L’Union africaine (UA) a investi mercredi une commission d’enquête chargée de déterminer les responsables des atrocités commises depuis qu’a éclaté mi-décembre le conflit au Soudan du Sud entre forces gouvernementales et troupes loyales à l’ancien vice-président Riek Machar.

La commission de cinq membres, présidée par l’ex-chef de l’Etat nigérian Olusegun Obasanjo, est chargée « d’enquêter sur les violations des droits de l’Homme et autres abus commis durant le conflit par l’ensemble des parties » belligérantes, selon un communiqué de l’UA.

« Quiconque est responsable ne doit pas s’en tirer avec impunité », a déclaré M. Obasanjo, mercredi, lors de la cérémonie d’investiture au siège de l’UA à Addis Abeba, « l’Afrique ne doit pas tolérer l’impunité d’Africains traitant des Africains comme s’ils n’étaient pas des êtres humains ».

« Je veux vous assurer que nous ne négligerons aucune piste », a-t-il ajouté.

La présidente de la Commission de l’UA, Nkosazana Dlamini-Zuma a prévenu la mission d’enquête qu’elle faisait face à « une très importante et lourde responsabilité ».

Outre M. Obasanjo, la mission est composée de Sophia Akuffo, juge ghanéenne à la Cour africaine des droits de l’Homme, de l’universitaire ougandandais Mahmood Mamdani, de la Sénégalaise Bineta Diop, envoyée spéciale de l’UA pour les femmes et du Gambien Pacifique Manirakiza, membre de la Commission africaine des droits de l’Homme.

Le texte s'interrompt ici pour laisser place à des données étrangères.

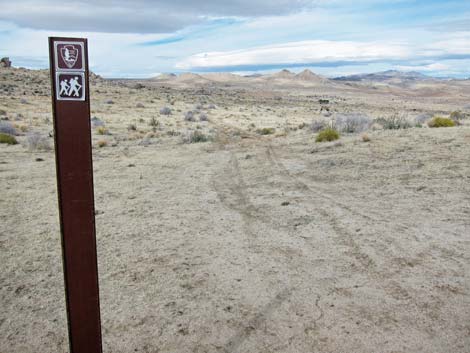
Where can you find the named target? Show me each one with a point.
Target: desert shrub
(8, 139)
(266, 131)
(165, 111)
(195, 137)
(328, 134)
(95, 122)
(318, 125)
(154, 123)
(421, 119)
(7, 128)
(351, 123)
(189, 116)
(102, 130)
(35, 141)
(457, 116)
(394, 122)
(441, 122)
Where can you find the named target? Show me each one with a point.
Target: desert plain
(229, 229)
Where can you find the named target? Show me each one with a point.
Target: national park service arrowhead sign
(69, 59)
(74, 168)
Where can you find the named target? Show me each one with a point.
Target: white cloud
(305, 52)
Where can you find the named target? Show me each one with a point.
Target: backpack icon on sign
(69, 54)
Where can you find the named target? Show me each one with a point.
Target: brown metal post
(73, 151)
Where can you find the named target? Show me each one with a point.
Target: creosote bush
(351, 123)
(441, 122)
(8, 139)
(394, 122)
(318, 125)
(165, 111)
(195, 137)
(266, 131)
(328, 134)
(457, 115)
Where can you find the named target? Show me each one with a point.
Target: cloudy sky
(142, 38)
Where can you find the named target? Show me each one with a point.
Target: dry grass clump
(7, 139)
(102, 131)
(165, 111)
(441, 122)
(394, 122)
(37, 142)
(318, 125)
(196, 137)
(457, 116)
(351, 123)
(328, 134)
(266, 131)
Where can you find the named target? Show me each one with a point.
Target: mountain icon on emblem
(69, 54)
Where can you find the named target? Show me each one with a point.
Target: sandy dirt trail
(257, 245)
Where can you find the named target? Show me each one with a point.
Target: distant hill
(308, 75)
(284, 74)
(385, 76)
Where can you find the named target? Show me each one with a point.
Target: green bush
(328, 134)
(441, 122)
(8, 139)
(457, 115)
(266, 131)
(394, 122)
(195, 137)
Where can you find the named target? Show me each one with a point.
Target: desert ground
(247, 236)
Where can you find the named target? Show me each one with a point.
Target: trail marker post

Le conflit au Soudan du Sud, parti de Juba le 15 décembre quand des combats ont éclaté au sein de l’armée sud-soudanaise entre soldats aux loyautés rivales et qui s’est ensuite propagé au reste du pays, a déjà fait plusieurs milliers de morts – jusqu’à 10.000 selon certaines sources – et chassé de chez eux plus de 900.000 Sud-Soudanais.

Les combats – qui n’ont pas cessé malgré un cessez-le-feu signé le 23 janvier – ont été accompagnés d’atrocités commises par les deux camps, notamment de massacres ethniques, la rivalité politique entre le président Salva Kiir et M. Machar ayant réveillé de vieux antagonismes entre peuples Dinka et Nuer, les deux principales communautés du pays dont sont respectivement issues les deux hommes.